The rivalry between Dubai and Riyadh is such that the failure of any of the Godolphin ten to win a race would have been regarded as a triumph on the ground for the home team. Rather than any of the more anticipated centres of success, the remaining four races open to the invaders all went to that upwardly-mobile source of big-race excellence that is Japan.

Two wins on the second day of the Breeders’ Cup with Marche Lorraine – sixth to Emblem Road on Saturday – and Loves Only You, who went on to win the Longines Hong Kong Cup in December, jolted many of us to their ever-expanding horizons.

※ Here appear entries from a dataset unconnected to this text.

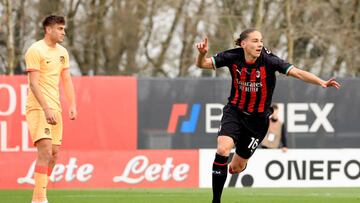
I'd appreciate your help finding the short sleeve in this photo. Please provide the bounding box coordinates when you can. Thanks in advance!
[25,47,41,72]
[63,50,70,70]
[264,48,293,75]
[212,50,235,69]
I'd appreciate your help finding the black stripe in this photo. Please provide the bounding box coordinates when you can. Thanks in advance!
[229,66,236,104]
[235,67,243,107]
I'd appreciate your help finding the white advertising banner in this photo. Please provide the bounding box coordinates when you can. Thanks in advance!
[200,149,360,188]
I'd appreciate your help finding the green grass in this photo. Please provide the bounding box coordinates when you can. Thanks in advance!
[1,188,360,203]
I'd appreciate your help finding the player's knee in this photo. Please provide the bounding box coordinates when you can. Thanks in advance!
[38,149,53,162]
[216,146,231,157]
[51,151,59,162]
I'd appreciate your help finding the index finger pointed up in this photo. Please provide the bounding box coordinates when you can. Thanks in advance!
[204,36,208,46]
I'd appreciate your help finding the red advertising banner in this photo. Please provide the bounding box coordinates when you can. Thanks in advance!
[0,75,137,151]
[0,76,199,189]
[0,150,199,189]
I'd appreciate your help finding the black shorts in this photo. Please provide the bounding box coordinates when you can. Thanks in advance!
[218,104,271,159]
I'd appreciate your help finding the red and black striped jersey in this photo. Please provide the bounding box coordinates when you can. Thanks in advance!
[212,47,293,114]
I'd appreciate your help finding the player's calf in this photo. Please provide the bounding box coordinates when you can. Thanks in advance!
[229,162,247,174]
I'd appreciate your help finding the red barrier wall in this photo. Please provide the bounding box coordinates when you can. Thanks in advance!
[0,76,137,151]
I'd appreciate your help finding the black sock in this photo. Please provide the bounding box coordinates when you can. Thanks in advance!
[212,153,229,203]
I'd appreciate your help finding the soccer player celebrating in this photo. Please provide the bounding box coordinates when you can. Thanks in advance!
[25,15,77,203]
[195,28,340,203]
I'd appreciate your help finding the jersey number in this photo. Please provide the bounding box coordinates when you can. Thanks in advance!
[248,137,259,150]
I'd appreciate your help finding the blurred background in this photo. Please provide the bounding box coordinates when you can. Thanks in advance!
[0,0,360,201]
[0,0,359,77]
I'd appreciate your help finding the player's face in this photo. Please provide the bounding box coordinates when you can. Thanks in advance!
[242,31,263,59]
[47,24,66,43]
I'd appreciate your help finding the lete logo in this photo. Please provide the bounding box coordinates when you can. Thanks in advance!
[167,103,201,133]
[113,155,190,184]
[17,158,94,185]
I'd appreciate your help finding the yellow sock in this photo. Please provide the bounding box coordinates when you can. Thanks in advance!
[32,165,48,202]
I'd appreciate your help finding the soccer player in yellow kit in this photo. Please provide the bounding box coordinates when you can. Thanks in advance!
[25,15,77,203]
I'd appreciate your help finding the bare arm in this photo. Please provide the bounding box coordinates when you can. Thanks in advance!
[288,67,341,89]
[61,69,77,120]
[28,71,57,124]
[195,37,214,69]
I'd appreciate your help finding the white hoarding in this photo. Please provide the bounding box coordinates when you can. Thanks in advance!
[200,149,360,188]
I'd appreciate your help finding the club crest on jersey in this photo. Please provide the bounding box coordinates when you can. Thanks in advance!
[60,56,65,64]
[256,70,261,78]
[44,128,50,135]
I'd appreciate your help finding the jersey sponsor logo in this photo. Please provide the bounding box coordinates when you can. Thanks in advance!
[235,68,263,93]
[236,80,263,92]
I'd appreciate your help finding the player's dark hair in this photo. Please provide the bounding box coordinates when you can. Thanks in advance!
[42,15,65,32]
[235,28,258,47]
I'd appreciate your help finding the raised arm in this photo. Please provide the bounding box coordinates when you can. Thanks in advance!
[287,67,341,89]
[195,37,214,69]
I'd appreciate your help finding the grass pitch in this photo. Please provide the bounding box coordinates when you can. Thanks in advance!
[1,188,360,203]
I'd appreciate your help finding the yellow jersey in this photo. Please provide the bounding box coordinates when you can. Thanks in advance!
[25,40,70,112]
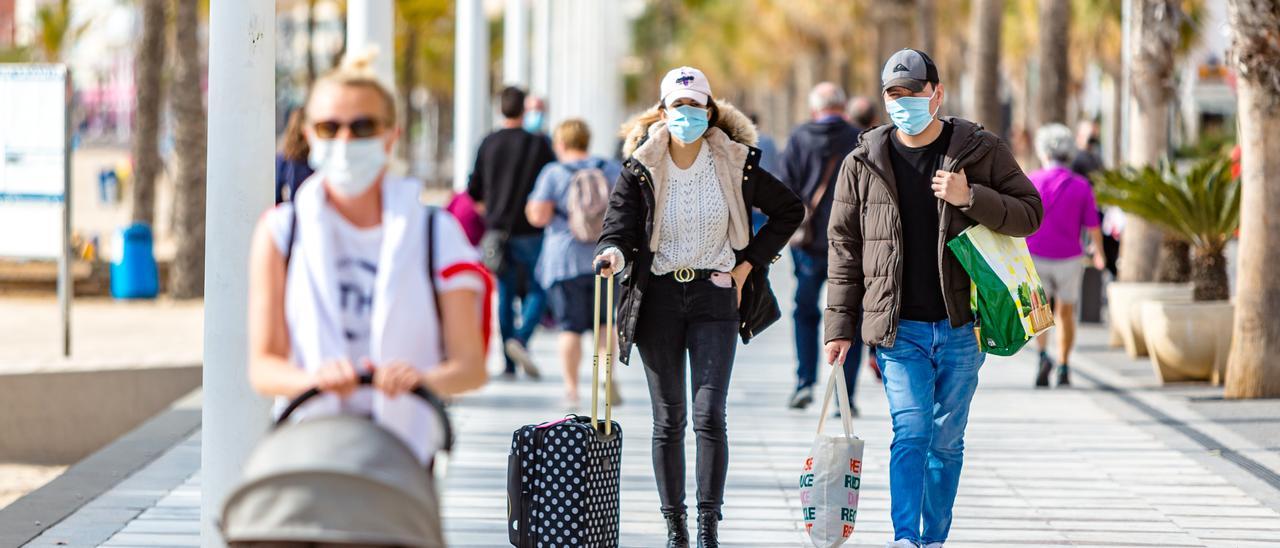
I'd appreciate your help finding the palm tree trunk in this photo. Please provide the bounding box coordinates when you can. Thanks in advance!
[399,21,419,173]
[1224,0,1280,399]
[1156,236,1190,282]
[1037,0,1070,125]
[168,0,206,299]
[968,0,1003,131]
[130,0,166,227]
[1117,0,1180,282]
[306,0,317,86]
[1189,246,1228,302]
[916,0,936,56]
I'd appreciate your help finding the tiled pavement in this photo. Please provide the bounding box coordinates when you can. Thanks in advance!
[23,270,1280,547]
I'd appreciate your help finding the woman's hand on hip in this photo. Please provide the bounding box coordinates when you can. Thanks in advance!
[373,360,422,398]
[731,262,753,306]
[313,358,359,398]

But this was something on an altogether different scale. All four were ridden by Christophe Lemaire who, in the manner of all true international jockeys of the highest order, instantly knew how to handle this track. Three turf races opened the feast, Lemaire making all in two with a come from behind run in between. Then later, in the Turf sprint, he was back in making-all vein, completing an astonishing four-timer for this powerful racing nation.

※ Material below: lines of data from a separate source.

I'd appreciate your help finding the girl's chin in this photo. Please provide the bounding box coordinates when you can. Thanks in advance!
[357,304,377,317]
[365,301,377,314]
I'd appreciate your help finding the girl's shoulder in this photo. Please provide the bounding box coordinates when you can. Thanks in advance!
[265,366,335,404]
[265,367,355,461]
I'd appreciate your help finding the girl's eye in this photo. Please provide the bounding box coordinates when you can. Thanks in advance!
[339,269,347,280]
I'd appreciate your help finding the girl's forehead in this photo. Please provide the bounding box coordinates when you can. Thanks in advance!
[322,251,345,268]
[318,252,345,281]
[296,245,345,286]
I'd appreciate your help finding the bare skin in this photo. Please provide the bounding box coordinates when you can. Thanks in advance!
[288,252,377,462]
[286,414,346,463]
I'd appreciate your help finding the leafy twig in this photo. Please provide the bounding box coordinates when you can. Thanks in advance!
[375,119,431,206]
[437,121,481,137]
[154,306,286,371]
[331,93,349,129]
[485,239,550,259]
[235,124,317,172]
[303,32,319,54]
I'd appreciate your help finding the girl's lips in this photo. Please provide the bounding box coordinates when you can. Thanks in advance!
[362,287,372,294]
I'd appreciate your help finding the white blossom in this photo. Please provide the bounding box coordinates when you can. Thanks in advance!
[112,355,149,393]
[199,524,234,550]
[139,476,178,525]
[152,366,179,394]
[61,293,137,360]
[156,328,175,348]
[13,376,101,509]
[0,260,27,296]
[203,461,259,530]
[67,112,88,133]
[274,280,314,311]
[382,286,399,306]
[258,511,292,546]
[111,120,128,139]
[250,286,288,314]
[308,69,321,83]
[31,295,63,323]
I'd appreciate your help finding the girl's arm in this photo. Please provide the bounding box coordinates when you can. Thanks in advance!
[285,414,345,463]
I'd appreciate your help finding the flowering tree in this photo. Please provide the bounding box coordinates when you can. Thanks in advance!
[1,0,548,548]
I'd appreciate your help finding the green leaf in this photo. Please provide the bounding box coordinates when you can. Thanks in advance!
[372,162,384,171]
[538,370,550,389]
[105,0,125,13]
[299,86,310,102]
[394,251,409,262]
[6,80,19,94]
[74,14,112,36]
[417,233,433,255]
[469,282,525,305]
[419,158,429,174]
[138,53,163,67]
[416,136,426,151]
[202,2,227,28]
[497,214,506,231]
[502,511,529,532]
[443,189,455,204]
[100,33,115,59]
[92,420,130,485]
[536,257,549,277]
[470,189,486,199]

There was some decent jump racing back home at the weekend and it was good to see Milton Harris winning the Adonis Hurdle at Kempton with the now unbeaten-in-five over timber, Knight Salute, who needed to overcome a 5lb penalty for his earlier two Graded wins.

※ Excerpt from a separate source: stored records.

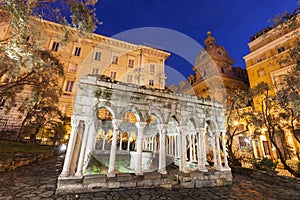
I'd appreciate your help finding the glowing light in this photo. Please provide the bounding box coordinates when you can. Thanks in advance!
[59,144,67,152]
[244,138,250,144]
[233,121,239,126]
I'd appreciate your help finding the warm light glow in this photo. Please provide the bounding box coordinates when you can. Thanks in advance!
[64,135,69,140]
[233,121,239,126]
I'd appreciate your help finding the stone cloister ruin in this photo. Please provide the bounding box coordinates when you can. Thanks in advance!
[56,75,232,194]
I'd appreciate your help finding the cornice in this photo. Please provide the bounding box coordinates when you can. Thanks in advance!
[244,26,300,61]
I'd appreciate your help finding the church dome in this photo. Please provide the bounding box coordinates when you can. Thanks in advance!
[203,31,234,65]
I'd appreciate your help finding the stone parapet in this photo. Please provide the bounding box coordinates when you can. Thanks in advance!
[56,170,232,195]
[0,151,54,172]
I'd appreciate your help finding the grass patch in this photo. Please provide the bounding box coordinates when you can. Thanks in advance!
[0,140,55,160]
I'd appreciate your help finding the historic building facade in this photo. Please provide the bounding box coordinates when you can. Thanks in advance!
[174,32,250,160]
[56,75,231,193]
[243,14,300,160]
[0,19,170,133]
[182,31,249,105]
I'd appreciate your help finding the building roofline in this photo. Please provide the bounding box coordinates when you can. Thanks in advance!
[37,18,170,58]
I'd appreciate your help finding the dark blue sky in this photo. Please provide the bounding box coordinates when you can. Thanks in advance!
[95,0,297,85]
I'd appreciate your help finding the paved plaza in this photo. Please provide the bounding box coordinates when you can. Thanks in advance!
[0,155,299,200]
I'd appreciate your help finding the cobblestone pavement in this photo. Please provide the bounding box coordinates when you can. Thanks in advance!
[0,155,299,200]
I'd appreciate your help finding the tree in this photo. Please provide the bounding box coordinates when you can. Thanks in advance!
[0,0,98,139]
[249,82,300,177]
[225,86,252,166]
[16,52,63,142]
[0,0,98,112]
[275,42,300,146]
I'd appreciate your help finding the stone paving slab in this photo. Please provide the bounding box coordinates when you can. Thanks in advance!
[0,155,299,200]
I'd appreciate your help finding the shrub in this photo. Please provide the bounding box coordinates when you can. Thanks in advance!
[253,158,277,172]
[286,160,300,173]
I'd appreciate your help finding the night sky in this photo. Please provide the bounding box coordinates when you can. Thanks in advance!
[95,0,297,85]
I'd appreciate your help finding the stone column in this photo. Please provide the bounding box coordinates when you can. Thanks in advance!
[197,128,207,172]
[127,133,131,151]
[102,131,106,150]
[75,119,92,177]
[107,120,120,177]
[60,118,79,176]
[192,134,196,162]
[221,130,230,170]
[151,136,154,151]
[158,124,167,174]
[189,134,193,161]
[136,122,146,175]
[211,131,218,169]
[182,133,187,172]
[119,132,123,151]
[170,135,173,155]
[178,126,188,173]
[215,131,222,170]
[83,119,96,170]
[174,134,178,158]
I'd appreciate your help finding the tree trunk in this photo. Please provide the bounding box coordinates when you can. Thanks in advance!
[268,130,300,177]
[226,133,242,167]
[16,114,29,142]
[30,123,42,145]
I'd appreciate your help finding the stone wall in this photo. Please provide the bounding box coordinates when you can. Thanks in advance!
[0,151,54,172]
[178,171,232,189]
[232,167,300,190]
[56,170,232,195]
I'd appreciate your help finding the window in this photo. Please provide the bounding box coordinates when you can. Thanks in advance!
[65,81,74,92]
[112,55,119,64]
[25,36,30,43]
[74,47,81,56]
[256,58,263,63]
[51,42,59,52]
[127,75,133,83]
[128,59,134,68]
[60,104,68,114]
[262,141,271,156]
[277,46,285,53]
[257,69,265,77]
[68,63,77,72]
[110,72,117,80]
[94,51,102,61]
[150,64,155,73]
[0,98,6,107]
[221,67,224,73]
[92,68,99,75]
[149,79,154,86]
[238,136,247,150]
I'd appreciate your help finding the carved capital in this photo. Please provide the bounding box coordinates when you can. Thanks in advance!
[71,118,80,128]
[135,121,147,128]
[197,128,206,134]
[85,119,94,126]
[178,126,187,134]
[113,119,123,127]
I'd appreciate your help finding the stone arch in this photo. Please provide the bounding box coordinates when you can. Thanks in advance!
[118,105,143,123]
[96,102,117,119]
[147,107,164,125]
[206,119,219,131]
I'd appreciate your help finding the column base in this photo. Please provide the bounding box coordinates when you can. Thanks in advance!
[158,169,167,174]
[220,166,231,171]
[198,166,208,172]
[135,171,143,176]
[214,166,222,171]
[60,171,69,177]
[107,171,116,177]
[74,172,83,178]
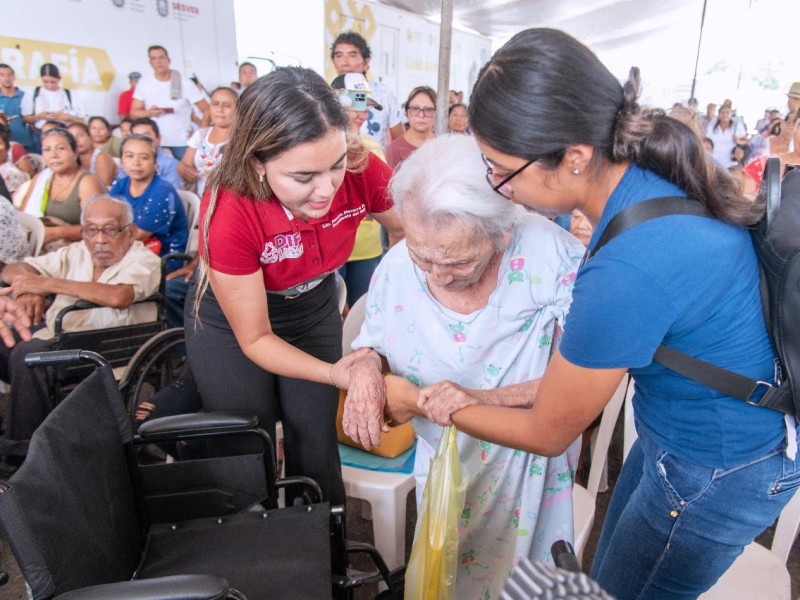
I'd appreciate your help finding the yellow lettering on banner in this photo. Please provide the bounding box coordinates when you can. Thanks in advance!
[346,0,376,40]
[405,59,437,73]
[324,0,378,82]
[0,37,115,91]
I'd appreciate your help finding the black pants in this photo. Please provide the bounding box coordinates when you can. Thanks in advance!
[184,275,345,507]
[0,337,56,457]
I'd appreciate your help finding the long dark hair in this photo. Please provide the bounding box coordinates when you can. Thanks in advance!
[194,66,367,318]
[469,28,762,226]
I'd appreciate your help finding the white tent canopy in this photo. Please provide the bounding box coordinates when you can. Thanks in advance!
[377,0,700,51]
[374,0,799,122]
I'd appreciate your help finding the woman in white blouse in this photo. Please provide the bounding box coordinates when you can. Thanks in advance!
[178,87,236,195]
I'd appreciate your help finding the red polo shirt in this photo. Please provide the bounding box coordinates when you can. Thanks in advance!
[200,153,393,292]
[118,89,134,117]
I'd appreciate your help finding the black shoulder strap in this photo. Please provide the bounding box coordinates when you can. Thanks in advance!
[582,195,790,412]
[32,87,71,106]
[653,345,783,407]
[583,196,711,263]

Expensive recruits from the flat were easily brushed aside and while it might have been tight if the Gary Moore-trained Teddy Blue had jumped the last two flights better, Knight Salute looks the main domestic hope for the Triumph Hurdle against the Mullins/Elliott platoon.

Staying chases were the other prime targets for owners and trainers, and both Newcastle’s Eider Chase and then Kempton’s Coral Handicap Chase were mopped up by the mop-haired (although he has trimmed it a shade!) Christian Williams.

Always a shrewdie in his riding days as a generally second-string jump jockey, he seems even more astute as a trainer. He says the plans for the multiple entries for these two valuable prizes were fixed months ago and they were rewarded when Win My Wings justified heavy support down to 11-2 favouritism at Newcastle. Cap Du Nord, 15 minutes later, with Williams – anxiously on course in the paddock at Sunbury - led home a stable one-two completed by Kitty’s Light.

The three Williams contributors collected almost £160,000. On what was the worst performance of his life Mandaloun “earned” £222,222 for finishing ninth in the world’s richest race.

For anyone waiting for news of Glen Again who now has been taken out twice so far when due to make his hurdles debut, I can tell you he has two possible entries later this week. Ian Williams has to choose between Ludlow on Thursday and Newbury the following day. At least the ground will not be heavy wherever he goes.